BY Antoinette Alexander

PHILADELPHIA — The 7th Annual Emerson Group Retail Industry Day kicked off with a moving and inspirational presentation by adventurer and wilderness advocate Aron Ralston, who not only shared his story of having to amputate his arm in order to free himself from a dislodged boulder while hiking in Utah’s remote canyon country, but also revealed what he gained from that fateful journey.

“Yes, when I walked out of that canyon 11 years ago, I left something behind, but I didn’t lose anything. The way I see this is that I only gained from what I went through, when I became trapped and had to amputate my arm and the subsequent recovery,” Ralston told attendees.

It was April 2003, when Ralston went for a hike in Utah’s Blue John Canyon. Seven miles into his journey — and roughly 70 miles from civilization — he accidentally dislodged a boulder that crushed and pinned his right hand. He would spend the next six days alone.

After six days of entrapment, a failed attempt to chip away at the boulder with a dull, cheap multi-tool knife and, with a depleted water supply, now forced to drink his own urine, Ralston freed himself by amputating his arm with that same dull knife. Bleeding, dehydrated and nearly 30 pounds lighter, Ralston then hiked mile after mile to a miraculous rescue.

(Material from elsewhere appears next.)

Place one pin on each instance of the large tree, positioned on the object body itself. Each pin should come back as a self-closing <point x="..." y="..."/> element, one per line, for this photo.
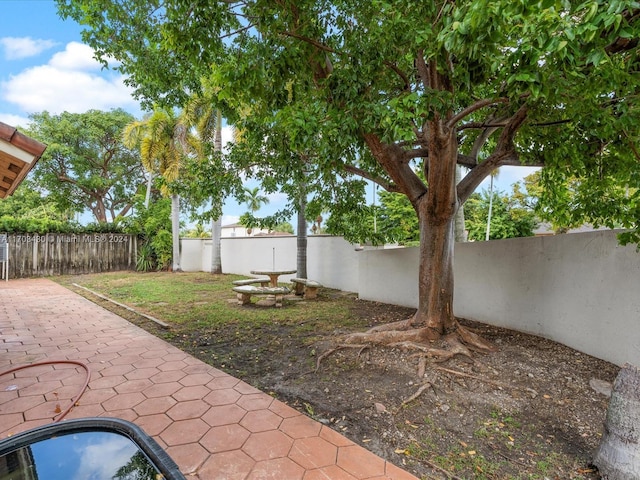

“It might strike you as being one of the most horrific or potentially horrific experiences of your life, and yet it was not horrific for me at all. In fact, it was actually one of the most beautiful experiences of my life,” Ralston said. “Our boulders come with choices. You all have your boulders.”

Since his amputation, Ralston has written the best-selling book, "Between a Rock and a Hard Place," which became the basis of the movie “127 Hours,” directed by Danny Boyle and starring James Franco. The movie was nominated for six Oscars.

With new prosthetic arms that he designed, Ralston even returned to his outdoor passions. He finished climbing Colorado’s 59 “Fourteeners,” in winter, solo; he skied from the summit of Denali, North America’s highest mountain; and, he’s led a rafting expedition through the Grand Canyon.

“The [boulders] could be the most horrific experience of your life. They could also be the most beautiful experience in your life. The boulders come with gifts,” Ralston said.

“I came to understand that I was a lot more capable than what I would have imagined, and that’s usually the case. We are all capable of a lot more than what we imagine,” said Ralston. “We never really reach out potential either without the boulders.”